In a series of cell-phone videos posted to social media, Cox accused Schulz of running a “failing” and “lousy” campaign. “This whole smear campaign is laughable. It’s hilarious,” he said. “They’re desperate. It’s going to be exposed and they’re going to fall into their own pit on this one…”
There was a heavy security presence during the Schulz rally. When a sign-holding Cox supporter tried to crowd in next to Schulz supporters before the rally, Schulz strategist Doug Mayer ordered him to leave. The two men then exchanged insults.
Trump’s “hand-picked candidate”
The 30-second spot hit the internet late Thursday. It is, effectively, two ads in one.
The first section appears designed to appeal to the GOP base. The second part labels Cox “too conservative.”
Speaking over graphics and video, a narrator calls Cox “Donald Trump’s hand-picked candidate for Maryland governor.”
“Cox worked with Trump, trying to prove the last election was a fraud. 100% pro-life, he’s fighting to end abortion in Maryland,” the narration continues. “And Cox will protect the Second Amendment at all costs, refusing to support any federal restrictions on guns, even pushing to put armed guards in every school.”
“Dan Cox. Too close to Trump,” the ad concludes. “Too conservative for Maryland.”
A risky strategy, critics warn
D.C.-based Democratic groups like the DGA have spent money in GOP primary races across the country in an effort to boost fringe candidates thought to be less attractive in a general election contest.

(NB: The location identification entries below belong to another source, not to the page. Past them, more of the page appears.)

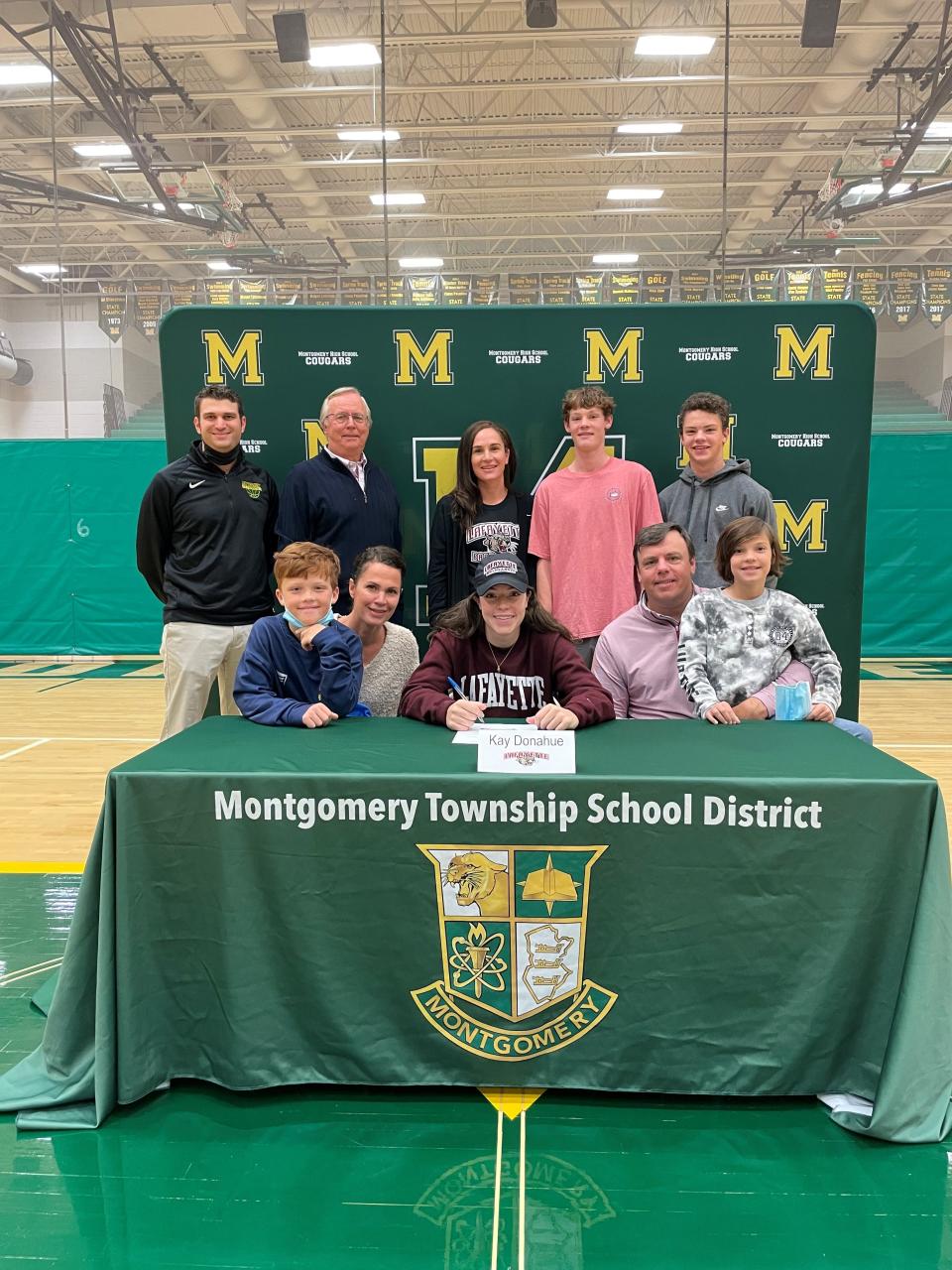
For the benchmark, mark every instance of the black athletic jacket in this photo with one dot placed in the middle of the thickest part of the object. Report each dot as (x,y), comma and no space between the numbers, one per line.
(206,540)
(448,574)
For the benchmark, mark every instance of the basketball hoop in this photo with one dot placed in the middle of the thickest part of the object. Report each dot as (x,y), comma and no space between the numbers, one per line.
(231,206)
(830,189)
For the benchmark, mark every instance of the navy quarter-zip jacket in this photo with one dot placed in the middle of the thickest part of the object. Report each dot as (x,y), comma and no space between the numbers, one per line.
(321,502)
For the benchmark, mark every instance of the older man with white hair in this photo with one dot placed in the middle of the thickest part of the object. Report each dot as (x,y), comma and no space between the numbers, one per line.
(339,498)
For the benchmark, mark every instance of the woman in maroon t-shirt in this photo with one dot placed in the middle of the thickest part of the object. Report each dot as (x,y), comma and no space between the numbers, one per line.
(498,654)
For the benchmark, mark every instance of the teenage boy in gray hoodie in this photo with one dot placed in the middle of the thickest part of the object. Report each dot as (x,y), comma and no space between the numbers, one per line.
(711,490)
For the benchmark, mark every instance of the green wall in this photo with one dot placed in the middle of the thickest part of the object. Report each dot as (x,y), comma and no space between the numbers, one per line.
(72,590)
(67,522)
(907,583)
(802,422)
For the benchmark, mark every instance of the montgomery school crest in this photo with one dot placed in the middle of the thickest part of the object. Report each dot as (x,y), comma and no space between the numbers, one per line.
(512,925)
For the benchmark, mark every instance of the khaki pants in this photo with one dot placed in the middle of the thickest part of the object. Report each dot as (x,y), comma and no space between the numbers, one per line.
(191,657)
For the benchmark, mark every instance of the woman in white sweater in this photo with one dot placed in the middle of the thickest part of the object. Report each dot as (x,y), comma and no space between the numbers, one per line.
(390,653)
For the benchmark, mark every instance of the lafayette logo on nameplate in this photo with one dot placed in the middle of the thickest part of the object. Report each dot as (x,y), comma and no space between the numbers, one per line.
(525,749)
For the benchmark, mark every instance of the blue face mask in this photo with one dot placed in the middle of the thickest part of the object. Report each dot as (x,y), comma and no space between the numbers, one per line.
(296,625)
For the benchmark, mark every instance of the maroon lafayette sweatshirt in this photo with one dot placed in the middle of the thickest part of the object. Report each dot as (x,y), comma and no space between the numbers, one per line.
(539,667)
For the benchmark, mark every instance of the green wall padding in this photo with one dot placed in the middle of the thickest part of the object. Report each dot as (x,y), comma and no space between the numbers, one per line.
(907,581)
(67,522)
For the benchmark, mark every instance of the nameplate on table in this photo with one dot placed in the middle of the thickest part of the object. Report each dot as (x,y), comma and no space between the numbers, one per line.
(525,751)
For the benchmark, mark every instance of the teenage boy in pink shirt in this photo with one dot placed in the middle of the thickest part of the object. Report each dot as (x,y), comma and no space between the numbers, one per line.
(584,524)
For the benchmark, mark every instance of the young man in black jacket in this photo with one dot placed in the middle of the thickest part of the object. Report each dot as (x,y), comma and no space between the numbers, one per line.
(204,545)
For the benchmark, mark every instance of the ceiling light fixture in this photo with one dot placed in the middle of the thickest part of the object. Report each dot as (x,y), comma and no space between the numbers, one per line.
(368,135)
(399,199)
(652,128)
(333,56)
(102,150)
(625,193)
(23,72)
(874,190)
(674,46)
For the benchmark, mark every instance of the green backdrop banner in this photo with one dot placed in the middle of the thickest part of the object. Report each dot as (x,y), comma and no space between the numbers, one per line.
(68,566)
(798,379)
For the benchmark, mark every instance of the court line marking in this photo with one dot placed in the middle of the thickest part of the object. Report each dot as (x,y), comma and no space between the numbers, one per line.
(30,970)
(498,1187)
(42,866)
(23,748)
(153,740)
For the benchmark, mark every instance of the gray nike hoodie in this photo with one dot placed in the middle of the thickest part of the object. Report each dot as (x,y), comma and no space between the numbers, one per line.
(706,507)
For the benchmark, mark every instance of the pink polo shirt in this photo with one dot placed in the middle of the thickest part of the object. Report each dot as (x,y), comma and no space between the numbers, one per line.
(585,525)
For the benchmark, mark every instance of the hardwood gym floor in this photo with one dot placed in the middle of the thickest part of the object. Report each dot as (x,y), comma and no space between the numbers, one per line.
(381,1179)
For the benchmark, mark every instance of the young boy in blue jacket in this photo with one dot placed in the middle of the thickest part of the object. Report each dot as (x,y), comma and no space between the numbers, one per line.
(301,668)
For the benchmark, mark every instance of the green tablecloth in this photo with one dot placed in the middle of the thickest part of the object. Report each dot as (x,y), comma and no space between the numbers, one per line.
(268,907)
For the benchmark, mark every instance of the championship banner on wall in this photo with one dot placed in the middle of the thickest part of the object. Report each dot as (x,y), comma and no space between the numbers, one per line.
(220,291)
(397,290)
(485,291)
(870,286)
(694,286)
(149,308)
(524,289)
(456,289)
(835,282)
(789,371)
(424,290)
(905,291)
(624,287)
(556,289)
(354,291)
(182,294)
(287,291)
(765,286)
(734,289)
(253,291)
(321,293)
(113,309)
(937,299)
(588,289)
(798,285)
(656,286)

In many cases, the gambit has paid off, but the practice is not without its critics.
They argue that the country is harmed when races don’t play out as expected.
Democratic strategist Howard Wolfson told The Washington Post it is “very dangerous and potentially very risky to elevate people who are hostile to democracy.”
“Either this is a crisis moment or it isn’t,” said Wolfson, who has worked for former New York Mayor Michael Bloomberg and others. “And if it is — which it is — you don’t play cute in a crisis.”
In a statement, DGA spokesman Sam Newton defended the association’s spending in Maryland.
He faulted “Republican politicians and organizations” who repeat false claims about the 2020 election, “pander to conspiracies or are simply too cowardly to issue a full-throated condemnation.”
“Educating the public on the MAGA extremism, and cowardice, of today’s Republican party is essential to ensuring all citizens have the facts,” he added. “It’s time for the GOP to look in the mirror and have a reckoning with itself, instead of trying to find someone else to blame.”
The new ad buy is not the DGA’s first foray into the Schulz-Cox race. The organization has sponsored two surveys of Maryland Republicans, both of which showed Cox in the lead.
Although subsequent independent polling produced similar results, Schulz loyalists were quick to denounce the DGA-funded surveys, calling them an attempt to sway the electorate.